Кто-то голову пригнет, в ком-то кровь забродит,
А хозяин подмигнет и наверх проводит:
«Вот и комната для вас; не подать ли чаю?»
«Подавай, но не сейчас… после…»
«Понимаю».
«Что за узкая кровать, — вскрикнешь ты в испуге,—
На которой можно спать только друг на друге!»
А наутро — луч в окне сквозь косые ставни,
Ничего не скажешь мне, да и я не стану,
И, не зная ни о чем, ни о чем не помня,
Улыбаясь, вновь уснем — в этот раз до полдня.
Мы уедем вечерком, вслед глядит хозяин,
Машет клетчатым платком, после трет глаза им…
Только скроемся из глаз — выпьет два стакана,
Промечтает битый час, улыбаясь пьяно.
Ах, дорога вдоль межи в зное полуденном!
В небе легкие стрижи, воздух полон звоном,
Воздух зыблется, дрожит, воздух полон зноя,
Путь неведомый лежит, а куда — не знаю.
Сколько верст еще и дней, временных пристанищ?
Не пытай судьбы своей. Впрочем, и не станешь.
…Август, август. Поздний час. Месяц в желтом блеске.
Путь скрывается из глаз, путь лежит неблизкий.
Еду к дому. До утра путь лежит полого.
Дым пастушьего костра стелется по лугу.
Август, август! Дым костра! Поздняя дорога!

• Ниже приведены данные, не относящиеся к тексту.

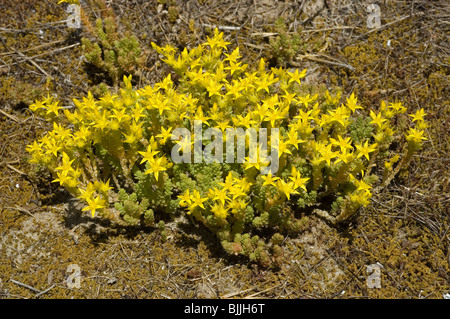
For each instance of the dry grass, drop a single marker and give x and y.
(406, 229)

Невеселая пора странного итога:
Все сливается в одно, тонет, как в метели,—
Только помнится: окно, липы, акварели…
Как пытался губы сжать, а они дрожали,
Как хотели убежать, да не убежали.
Ночь в окне. Глухая мгла, пустота провала.
Встала. Пряди отвела. В лоб поцеловала.
Август, август! Дым костра! Поздняя дорога!
Девочка моя, сестра, птица, недотрога,
Что же это всякий раз на земле выходит,
Что сначала сводит нас, а потом изводит,
Что ни света, ни следа, ни вестей внезапных —
Только черная вода да осенний запах?
Ледяные вечера. Осень у порога.
Август, август. Дым костра. Поздняя дорога.
Век, и век, и Лев Камбек! Взмахи конской гривы.
Скоро, скоро ляжет снег на пустые нивы,
Ляжет осыпью, пластом — на лугу, в овраге,
Ветки на небе пустом — тушью на бумаге,
Остановит воды рек медленно и строго…
Век, и век, и Лев Камбек. Поздняя дорога.
Жизнь моя, не слушай их! Господи, куда там!
Я умру у ног твоих в час перед закатом —
У того ли шалаша, у того предела,
Где не думает душа, как оставит тело.